1
Yorum
12
Beğeni
5,0
Puan
123
Okunma
Öyle bir şeydir ki bu yaşanan,
acıyan yerin sadece kalbin değildir.
Gözlerin değil, nefesin yanar.
Dünyanın sesi kısılır,
ama kafanın içi asla susmaz.
Sabah uyandığında hâlâ yaşıyor olmana bile şaşırırsın.
Çünkü uyanmak demek,
tekrar hissetmek demektir.
Ve hissetmek…
bazen ölümden daha fazla yakar.
Zamanla geçer derler ya…
geçmez.
Sadece alışırsın.
Acının yerini değiştirirsin.
Gözyaşını içine akıtmayı öğrenirsin.
Kimsesizliğe kalabalık içinde eşlik etmeyi.

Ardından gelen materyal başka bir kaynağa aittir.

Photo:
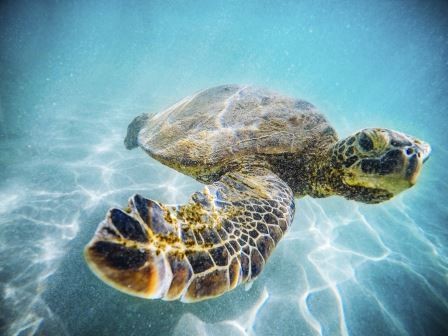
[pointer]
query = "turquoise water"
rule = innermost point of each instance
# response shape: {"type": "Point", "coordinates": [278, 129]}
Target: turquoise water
{"type": "Point", "coordinates": [73, 74]}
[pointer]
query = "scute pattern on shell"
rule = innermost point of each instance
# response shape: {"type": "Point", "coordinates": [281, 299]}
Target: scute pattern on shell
{"type": "Point", "coordinates": [230, 121]}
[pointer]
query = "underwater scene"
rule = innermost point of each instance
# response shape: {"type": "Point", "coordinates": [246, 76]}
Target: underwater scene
{"type": "Point", "coordinates": [74, 74]}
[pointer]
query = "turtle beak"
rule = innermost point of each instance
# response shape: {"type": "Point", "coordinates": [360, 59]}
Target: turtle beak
{"type": "Point", "coordinates": [423, 149]}
{"type": "Point", "coordinates": [415, 157]}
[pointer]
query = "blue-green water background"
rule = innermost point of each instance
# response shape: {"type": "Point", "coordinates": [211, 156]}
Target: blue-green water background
{"type": "Point", "coordinates": [74, 73]}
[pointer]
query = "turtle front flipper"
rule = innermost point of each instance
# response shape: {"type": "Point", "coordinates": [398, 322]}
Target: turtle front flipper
{"type": "Point", "coordinates": [222, 237]}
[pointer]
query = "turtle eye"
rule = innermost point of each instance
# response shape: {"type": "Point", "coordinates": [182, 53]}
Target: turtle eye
{"type": "Point", "coordinates": [365, 142]}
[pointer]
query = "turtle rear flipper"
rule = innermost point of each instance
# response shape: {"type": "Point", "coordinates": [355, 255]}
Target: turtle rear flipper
{"type": "Point", "coordinates": [222, 237]}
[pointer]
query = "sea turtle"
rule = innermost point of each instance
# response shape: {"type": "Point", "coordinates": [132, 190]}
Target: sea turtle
{"type": "Point", "coordinates": [256, 150]}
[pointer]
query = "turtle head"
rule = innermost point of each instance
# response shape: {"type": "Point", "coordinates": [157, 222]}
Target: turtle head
{"type": "Point", "coordinates": [376, 164]}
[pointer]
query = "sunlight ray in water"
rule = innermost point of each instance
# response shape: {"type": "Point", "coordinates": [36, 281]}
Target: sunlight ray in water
{"type": "Point", "coordinates": [344, 268]}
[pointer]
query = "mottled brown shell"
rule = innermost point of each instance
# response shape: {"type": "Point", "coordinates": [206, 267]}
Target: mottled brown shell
{"type": "Point", "coordinates": [226, 123]}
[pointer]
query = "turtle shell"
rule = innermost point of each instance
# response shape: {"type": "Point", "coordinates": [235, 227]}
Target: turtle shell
{"type": "Point", "coordinates": [227, 123]}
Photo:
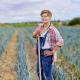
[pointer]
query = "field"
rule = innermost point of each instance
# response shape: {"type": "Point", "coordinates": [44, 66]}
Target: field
{"type": "Point", "coordinates": [18, 58]}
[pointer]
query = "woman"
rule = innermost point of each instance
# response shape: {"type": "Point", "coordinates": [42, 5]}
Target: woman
{"type": "Point", "coordinates": [50, 42]}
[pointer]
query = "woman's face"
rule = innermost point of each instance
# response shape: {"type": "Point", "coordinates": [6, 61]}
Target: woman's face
{"type": "Point", "coordinates": [45, 18]}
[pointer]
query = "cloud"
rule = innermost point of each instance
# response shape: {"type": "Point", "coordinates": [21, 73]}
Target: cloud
{"type": "Point", "coordinates": [28, 10]}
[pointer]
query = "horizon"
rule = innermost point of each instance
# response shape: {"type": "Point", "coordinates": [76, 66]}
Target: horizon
{"type": "Point", "coordinates": [28, 11]}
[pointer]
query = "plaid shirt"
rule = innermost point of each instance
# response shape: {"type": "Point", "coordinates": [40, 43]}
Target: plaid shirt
{"type": "Point", "coordinates": [55, 37]}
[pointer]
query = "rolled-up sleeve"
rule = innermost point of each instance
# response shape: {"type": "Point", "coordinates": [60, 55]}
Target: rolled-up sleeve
{"type": "Point", "coordinates": [59, 39]}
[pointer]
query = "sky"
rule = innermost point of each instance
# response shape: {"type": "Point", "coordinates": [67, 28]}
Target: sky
{"type": "Point", "coordinates": [12, 11]}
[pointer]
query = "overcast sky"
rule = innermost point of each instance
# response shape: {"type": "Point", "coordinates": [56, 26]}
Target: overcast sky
{"type": "Point", "coordinates": [29, 10]}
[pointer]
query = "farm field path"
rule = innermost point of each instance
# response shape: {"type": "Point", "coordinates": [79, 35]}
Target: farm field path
{"type": "Point", "coordinates": [8, 60]}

Ve artık hiçbir şey sormadan devam edermiş gibi yapmayı…
Birine bir şey anlatmaya çalışmazsın artık.
Çünkü herkesin cevabı hazırdır.
“Unut”, derler.
“Vardır bir hayır”, derler.
Ama kimse bilmez ki,
bazı şeyler unutulmaz,
bazı acılar hayır getirmez,
bazı eksikler tamamlanmaz.
Zaman ilerledikçe,
en çok da kendi sesin susar.
Kendi içine dönersin,
ve orada bile yabancı hissedersin.
Çünkü sen artık
sen olmaktan yorgunsundur.
Her şeye güler gibi yaparsın,
çünkü anlatmaya çalışsan bile anlaşılmazsın.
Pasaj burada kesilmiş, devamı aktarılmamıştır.